Bien sûr c'est maîtrisé, cadré au millimètre, éclairé au cordeau, production designé aux quatre épingles, chargé de sens mais pas sur-esthétisant, explicite mais sans outrance ni (trop de) complaisance, réaliste, âpre, cru, physique, douloureux, mutique, séquentiel, habité, audacieux, monumental.
C'est tout ça et c'est un premier film berdol !
Bien sûr que les prisonniers sont plus martyrs que terroristes, que leur désespoir est poignant.
Bien sûr mais je regrette de n'avoir compris la première heure qu'en lisant Wikipedia.
Les conditions carcérales, insupportables rien qu'à les regarder, semblent imposées aux prisonniers comme dans les pires dictatures sanguinaires. Et que dire des méthodes de nettoyage ! Je me suis beaucoup demandé si tout ça était vrai, si les britanniques sont inhumains à ce point...
Alors, le film n'en dit rien mais nous assistons en réalité à la Grève des Couvertures (76-78) et à celle de l'Hygiène (mars 78- oct 80) sur lesquelles vas-y renseigne toi ! Ces conditions de vie intolérables sont choisies par protestation, accompagnées de revendications que le film effleure à peine. Je sais pas pour toi mais pour moi c'était pas clair du tout : Boby ne veut pas être lavé.
Autre point compréhensible mais pas bien clair non plus : le film est en 3 temps bien distincts.
1. La première partie (de rien).
Les protestations silencieuses et désespérées, donc .

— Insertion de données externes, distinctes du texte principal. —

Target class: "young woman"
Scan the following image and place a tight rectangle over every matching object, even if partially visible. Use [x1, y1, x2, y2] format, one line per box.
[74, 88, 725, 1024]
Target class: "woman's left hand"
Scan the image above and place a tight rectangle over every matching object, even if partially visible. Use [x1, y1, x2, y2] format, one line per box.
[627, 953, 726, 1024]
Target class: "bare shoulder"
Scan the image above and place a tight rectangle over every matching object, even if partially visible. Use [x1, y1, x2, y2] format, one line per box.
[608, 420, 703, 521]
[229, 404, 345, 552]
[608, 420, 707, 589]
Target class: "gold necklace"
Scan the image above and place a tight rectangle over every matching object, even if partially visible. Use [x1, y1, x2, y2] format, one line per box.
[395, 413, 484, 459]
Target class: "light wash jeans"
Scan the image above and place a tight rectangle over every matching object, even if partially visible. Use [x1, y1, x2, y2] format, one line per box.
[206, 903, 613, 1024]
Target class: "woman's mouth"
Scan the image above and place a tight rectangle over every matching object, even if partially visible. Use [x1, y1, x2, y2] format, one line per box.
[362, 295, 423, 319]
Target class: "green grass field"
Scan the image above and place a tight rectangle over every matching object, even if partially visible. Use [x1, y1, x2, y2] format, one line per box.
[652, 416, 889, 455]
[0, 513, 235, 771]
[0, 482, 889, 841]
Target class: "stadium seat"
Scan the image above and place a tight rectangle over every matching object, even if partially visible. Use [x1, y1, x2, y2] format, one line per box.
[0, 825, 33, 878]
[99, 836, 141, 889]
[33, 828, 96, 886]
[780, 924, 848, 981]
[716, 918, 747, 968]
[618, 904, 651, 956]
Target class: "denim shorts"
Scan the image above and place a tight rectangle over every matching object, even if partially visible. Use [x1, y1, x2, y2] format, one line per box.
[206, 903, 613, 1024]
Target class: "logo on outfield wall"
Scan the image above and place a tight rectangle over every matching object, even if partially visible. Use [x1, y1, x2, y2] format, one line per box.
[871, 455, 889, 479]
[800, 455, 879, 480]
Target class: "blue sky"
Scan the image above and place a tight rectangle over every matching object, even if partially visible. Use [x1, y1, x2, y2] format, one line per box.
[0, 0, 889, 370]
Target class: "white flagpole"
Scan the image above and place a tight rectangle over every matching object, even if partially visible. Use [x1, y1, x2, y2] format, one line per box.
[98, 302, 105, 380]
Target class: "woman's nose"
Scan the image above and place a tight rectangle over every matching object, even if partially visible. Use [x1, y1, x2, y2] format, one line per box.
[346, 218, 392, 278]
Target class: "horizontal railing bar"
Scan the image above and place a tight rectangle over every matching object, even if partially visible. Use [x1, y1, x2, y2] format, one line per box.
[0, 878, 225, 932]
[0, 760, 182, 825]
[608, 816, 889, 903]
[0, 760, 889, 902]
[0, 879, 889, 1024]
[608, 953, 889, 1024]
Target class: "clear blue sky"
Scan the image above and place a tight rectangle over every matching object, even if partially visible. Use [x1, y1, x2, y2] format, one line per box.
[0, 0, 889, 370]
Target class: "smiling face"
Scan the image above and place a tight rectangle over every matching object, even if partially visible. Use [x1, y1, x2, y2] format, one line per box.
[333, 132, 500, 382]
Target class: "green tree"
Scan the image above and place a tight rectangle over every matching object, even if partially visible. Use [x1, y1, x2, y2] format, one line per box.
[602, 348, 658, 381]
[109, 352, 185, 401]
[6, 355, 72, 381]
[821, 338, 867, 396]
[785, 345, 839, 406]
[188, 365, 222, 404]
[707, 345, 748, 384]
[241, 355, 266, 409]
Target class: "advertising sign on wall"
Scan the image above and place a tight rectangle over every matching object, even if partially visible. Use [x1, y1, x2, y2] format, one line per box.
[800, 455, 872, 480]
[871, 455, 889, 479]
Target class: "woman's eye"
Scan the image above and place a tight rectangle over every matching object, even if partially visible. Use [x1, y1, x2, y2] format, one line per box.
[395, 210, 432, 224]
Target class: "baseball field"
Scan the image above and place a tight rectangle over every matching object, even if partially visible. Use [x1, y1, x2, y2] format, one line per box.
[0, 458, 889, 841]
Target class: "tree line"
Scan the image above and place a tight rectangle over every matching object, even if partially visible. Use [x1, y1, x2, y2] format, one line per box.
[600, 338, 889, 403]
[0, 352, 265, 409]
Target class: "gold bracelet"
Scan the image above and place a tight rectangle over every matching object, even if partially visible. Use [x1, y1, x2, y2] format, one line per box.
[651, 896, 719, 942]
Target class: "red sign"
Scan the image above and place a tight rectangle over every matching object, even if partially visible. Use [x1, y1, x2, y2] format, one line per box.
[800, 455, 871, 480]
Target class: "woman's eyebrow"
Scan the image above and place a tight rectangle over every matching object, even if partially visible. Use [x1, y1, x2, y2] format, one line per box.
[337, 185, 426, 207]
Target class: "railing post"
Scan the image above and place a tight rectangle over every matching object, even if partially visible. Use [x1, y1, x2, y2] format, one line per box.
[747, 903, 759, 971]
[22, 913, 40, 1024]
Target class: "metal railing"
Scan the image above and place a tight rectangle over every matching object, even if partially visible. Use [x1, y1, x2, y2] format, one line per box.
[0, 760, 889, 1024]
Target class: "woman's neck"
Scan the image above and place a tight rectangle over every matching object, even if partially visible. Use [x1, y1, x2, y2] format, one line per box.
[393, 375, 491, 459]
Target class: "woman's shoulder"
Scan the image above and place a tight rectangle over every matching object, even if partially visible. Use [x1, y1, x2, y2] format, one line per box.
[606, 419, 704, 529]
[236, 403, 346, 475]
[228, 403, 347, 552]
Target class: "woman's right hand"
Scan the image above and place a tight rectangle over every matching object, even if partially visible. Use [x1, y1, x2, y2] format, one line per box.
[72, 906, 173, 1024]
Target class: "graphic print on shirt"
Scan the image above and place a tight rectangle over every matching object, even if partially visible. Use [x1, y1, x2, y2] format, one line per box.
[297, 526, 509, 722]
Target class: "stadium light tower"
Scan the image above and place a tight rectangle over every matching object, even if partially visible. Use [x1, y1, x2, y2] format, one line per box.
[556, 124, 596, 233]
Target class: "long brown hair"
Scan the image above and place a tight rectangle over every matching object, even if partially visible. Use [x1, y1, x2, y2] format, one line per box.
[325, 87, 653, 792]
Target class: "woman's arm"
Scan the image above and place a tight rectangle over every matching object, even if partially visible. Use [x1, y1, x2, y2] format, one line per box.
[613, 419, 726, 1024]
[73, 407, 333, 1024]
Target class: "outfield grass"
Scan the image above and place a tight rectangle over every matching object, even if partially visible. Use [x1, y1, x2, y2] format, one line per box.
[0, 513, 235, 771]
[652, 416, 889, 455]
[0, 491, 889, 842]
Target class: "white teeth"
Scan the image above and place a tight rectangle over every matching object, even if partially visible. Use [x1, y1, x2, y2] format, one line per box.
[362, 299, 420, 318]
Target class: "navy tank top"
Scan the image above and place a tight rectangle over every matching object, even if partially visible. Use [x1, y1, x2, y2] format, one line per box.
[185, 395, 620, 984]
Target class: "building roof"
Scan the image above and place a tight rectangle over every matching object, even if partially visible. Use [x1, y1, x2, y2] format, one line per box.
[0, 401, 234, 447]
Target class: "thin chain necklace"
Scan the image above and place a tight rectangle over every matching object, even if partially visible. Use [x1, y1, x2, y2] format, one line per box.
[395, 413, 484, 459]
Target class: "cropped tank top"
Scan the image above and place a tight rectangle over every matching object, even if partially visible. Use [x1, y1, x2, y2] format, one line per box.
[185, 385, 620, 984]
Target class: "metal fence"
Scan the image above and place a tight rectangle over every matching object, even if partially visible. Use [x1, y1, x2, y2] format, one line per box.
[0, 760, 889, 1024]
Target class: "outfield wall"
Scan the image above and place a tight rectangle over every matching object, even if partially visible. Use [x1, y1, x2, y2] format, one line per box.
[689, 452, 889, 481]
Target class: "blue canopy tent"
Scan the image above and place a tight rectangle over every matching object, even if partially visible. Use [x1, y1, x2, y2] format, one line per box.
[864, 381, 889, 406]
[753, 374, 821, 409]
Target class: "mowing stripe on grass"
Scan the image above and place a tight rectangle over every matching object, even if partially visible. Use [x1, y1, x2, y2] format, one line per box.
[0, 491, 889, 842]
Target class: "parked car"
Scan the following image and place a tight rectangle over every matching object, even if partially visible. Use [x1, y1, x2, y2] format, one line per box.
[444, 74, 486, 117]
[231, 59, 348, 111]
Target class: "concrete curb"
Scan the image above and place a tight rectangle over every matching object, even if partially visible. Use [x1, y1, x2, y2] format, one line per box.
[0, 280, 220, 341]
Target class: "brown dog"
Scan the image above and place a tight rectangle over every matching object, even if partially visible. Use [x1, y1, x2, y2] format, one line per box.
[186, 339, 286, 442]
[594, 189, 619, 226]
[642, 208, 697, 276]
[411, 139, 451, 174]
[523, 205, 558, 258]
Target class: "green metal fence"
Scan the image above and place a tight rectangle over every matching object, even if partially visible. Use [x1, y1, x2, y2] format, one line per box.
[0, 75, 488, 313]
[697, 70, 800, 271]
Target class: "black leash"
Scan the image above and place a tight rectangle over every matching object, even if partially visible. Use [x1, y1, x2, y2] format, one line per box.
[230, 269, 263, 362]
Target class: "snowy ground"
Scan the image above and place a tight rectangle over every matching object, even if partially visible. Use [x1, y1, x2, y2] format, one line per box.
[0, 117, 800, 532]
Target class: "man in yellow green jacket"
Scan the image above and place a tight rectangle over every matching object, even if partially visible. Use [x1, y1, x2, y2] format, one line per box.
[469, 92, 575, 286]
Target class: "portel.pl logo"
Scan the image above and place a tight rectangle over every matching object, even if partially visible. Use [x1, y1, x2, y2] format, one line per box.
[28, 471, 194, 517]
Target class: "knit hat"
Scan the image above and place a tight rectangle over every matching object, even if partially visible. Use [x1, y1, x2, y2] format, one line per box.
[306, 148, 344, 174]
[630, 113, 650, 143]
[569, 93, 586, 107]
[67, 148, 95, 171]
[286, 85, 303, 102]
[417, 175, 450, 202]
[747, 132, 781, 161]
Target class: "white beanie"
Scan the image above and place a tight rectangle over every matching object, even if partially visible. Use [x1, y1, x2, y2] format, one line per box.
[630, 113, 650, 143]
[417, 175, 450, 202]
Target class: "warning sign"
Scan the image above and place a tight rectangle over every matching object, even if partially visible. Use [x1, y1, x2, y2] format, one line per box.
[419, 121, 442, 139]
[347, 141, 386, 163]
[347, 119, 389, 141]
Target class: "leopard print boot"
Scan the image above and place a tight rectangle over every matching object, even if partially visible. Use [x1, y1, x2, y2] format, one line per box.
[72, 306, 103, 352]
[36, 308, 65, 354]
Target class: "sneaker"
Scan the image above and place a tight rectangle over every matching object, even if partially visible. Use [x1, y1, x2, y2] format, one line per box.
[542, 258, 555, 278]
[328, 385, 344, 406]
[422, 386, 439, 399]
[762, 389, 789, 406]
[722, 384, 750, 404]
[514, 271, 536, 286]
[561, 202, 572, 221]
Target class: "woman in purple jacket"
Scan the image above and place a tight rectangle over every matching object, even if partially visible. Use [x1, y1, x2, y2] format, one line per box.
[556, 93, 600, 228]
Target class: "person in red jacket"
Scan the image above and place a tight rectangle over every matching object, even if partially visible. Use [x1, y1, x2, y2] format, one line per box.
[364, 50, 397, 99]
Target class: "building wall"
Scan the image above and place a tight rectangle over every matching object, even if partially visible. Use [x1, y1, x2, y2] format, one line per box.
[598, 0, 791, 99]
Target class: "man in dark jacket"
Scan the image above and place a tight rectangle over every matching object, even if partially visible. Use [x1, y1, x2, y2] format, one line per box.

1b. Une ellipse : ces deux actions ont abouti à une première grève de la faim (27 oct à 19 déc 1980) conclue par un accord avec les autorités britanniques, à peine évoqué comme tel dans le film, insatisfaisant pour les prisonniers, dénoncé par eux le 4 fev 81.
2. Le fameux dialogue de 20 min que t'hallucines les interprétations animales, où Boby évoque cette 1e "hunger". Il commence la sienne le 1e mars. Il présente ça comme le fruit d'une réflexion et d'une expérience qui lui permettront de ne pas reproduire les erreurs (qu'on peut imaginer lointainement) passées, alors qu'il s'agit d'enchaîner juste après.
3. La 3e partie (non vraiment, je t'en prie) que si tu tiens t'as pas de cœur.
Tout ça pour dire que le sentiment d'être pris en otage, évoqué dans certaines critiques, est assez justifié pour qui ne connaît pas l'histoire au préalable. Le statut de martyr des prisonniers est amplifié par les choix de mise en scène qui suggèrent une responsabilité unilatérale et directe alors que la vie est plus complexe que ça.
Bon, ces éléments sont aussi explicités dans les bonus du blu-ray. Donc même sans Internet le spectateur peut échapper à sa condition carcérale. Les droits de l'homme ont progressé en 40 ans.
Sinon en termes de cinéma c'est juste un film incroyable. Une expérience difficile mais édifiante.